"Set in an uncanny world between the rain, this remarkable novel explores recovering from loss with a lyrical lightness of touch that has deep emotional resonance."
November 2024 Book of the Month
Alongside exploring loneliness and loss — and being lost — there’s a bounty of bravery and beauty between the pages of Susan Cahill’s The World Between the Rain. Rooted in the raw realities of grief, there’s a dream-like quality to this enchanting story that sees a girl shift from drowning in grief to being flooded by love via a watery world of gods and demons that lies between the rain.
Just before Halloween, on the cusp of her thirteenth birthday, Marina is struggling with losing her dad — a man who’d loved the sea and believed that down below, in the sea, “are all the dreams and wishes of the world”.
While her sister Seri is confident and sociable, “Marina found it difficult to connect with people. They didn’t seem to want to talk about the things she was interested in... portals and magic islands, gods and dreams that lived in the sea”.
Then, on the first anniversary of their dad’s death, Marina’s mum doesn’t wake up. In fact, all the grown-ups in their village in the west of Ireland remain asleep, except for a strange woman named Ursula, who tells them she’s their grandmother. But, Marina muses, “If Ursula was really their grandmother, where had she been all these years?... Why had Ursula told them a weird story about gods instead of trying to figure out why their mum and so many other people were asleep?”
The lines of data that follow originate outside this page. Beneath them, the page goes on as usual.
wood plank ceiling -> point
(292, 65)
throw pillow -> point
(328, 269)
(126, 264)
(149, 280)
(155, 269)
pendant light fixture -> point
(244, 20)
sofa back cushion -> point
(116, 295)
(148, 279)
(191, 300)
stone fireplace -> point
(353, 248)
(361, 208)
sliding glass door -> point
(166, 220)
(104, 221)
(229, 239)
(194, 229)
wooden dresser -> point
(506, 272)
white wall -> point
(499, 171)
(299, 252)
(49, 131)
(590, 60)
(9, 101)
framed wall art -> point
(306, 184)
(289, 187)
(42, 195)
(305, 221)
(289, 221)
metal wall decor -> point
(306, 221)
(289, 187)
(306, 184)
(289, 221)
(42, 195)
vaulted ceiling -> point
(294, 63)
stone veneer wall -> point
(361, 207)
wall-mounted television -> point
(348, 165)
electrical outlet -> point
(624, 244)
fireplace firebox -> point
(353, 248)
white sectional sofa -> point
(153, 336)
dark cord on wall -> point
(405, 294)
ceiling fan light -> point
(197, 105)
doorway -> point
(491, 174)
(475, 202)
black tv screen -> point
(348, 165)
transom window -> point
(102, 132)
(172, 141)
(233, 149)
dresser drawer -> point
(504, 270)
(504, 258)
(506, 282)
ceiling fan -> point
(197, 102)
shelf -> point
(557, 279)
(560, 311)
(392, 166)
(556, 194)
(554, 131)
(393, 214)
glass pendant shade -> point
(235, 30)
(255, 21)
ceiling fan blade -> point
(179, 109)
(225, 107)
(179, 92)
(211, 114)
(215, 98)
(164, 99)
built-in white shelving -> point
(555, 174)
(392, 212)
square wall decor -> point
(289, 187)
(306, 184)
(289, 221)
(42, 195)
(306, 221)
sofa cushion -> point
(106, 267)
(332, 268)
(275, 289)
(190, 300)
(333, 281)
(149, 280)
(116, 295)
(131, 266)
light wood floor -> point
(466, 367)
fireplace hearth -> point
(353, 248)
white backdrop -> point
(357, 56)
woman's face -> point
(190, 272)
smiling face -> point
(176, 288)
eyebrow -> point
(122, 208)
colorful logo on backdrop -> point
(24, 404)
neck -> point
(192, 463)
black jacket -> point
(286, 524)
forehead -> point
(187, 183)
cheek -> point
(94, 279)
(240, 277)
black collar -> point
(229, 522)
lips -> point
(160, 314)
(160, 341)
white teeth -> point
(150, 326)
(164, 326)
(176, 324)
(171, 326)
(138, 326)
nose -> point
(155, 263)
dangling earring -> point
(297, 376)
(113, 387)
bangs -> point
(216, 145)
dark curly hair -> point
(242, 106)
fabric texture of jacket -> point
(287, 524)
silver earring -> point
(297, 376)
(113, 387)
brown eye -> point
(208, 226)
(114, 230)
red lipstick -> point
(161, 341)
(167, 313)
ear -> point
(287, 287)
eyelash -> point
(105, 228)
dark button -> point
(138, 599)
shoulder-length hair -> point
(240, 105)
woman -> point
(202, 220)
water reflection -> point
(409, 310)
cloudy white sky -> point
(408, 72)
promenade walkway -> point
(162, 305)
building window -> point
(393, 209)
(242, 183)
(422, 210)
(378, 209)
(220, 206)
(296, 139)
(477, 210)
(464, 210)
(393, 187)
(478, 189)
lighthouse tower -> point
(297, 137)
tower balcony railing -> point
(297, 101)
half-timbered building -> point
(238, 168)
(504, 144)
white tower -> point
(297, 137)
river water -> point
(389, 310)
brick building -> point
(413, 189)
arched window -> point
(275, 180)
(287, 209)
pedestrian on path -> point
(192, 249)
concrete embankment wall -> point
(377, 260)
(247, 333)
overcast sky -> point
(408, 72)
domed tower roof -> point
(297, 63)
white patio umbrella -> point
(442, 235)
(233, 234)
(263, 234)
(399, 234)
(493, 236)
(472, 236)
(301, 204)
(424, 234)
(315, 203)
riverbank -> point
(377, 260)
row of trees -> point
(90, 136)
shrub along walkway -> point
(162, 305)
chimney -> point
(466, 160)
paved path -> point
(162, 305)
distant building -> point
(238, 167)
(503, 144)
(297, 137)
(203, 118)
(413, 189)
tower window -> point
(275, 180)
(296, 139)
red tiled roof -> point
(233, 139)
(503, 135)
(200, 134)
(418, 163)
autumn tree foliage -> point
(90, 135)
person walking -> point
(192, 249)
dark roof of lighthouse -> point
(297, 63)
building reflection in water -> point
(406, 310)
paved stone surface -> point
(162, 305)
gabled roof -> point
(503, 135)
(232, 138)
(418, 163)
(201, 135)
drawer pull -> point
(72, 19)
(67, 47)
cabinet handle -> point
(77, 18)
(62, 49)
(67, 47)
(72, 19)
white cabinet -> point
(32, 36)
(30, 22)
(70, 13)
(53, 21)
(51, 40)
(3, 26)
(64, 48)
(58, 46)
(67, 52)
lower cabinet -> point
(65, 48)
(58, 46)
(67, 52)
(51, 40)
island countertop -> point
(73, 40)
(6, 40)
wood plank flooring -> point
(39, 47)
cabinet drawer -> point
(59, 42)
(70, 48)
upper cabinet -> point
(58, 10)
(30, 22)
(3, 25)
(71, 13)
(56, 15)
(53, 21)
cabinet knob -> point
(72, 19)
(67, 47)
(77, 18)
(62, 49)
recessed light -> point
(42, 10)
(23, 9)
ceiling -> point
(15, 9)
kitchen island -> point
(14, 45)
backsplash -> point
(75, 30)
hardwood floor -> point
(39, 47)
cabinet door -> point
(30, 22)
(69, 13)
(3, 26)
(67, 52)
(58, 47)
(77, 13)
Feeling overwhelmed, when a voice calls Marina, she runs and runs through the rain and finds herself “between air and water. She was between worlds. She was between the rain”. In this world, Marina meets a boy who warns her, “There’s danger there, danger and stagnation. That’s the worst thing that can happen to you, other than drowning, of course. Stagnation. That means getting stuck”.
Though Marina is stuck in limbo by grief and, for the time being, also stuck in this in-between world, her journey home will flood the souls and lift the hearts of thoughtful readers.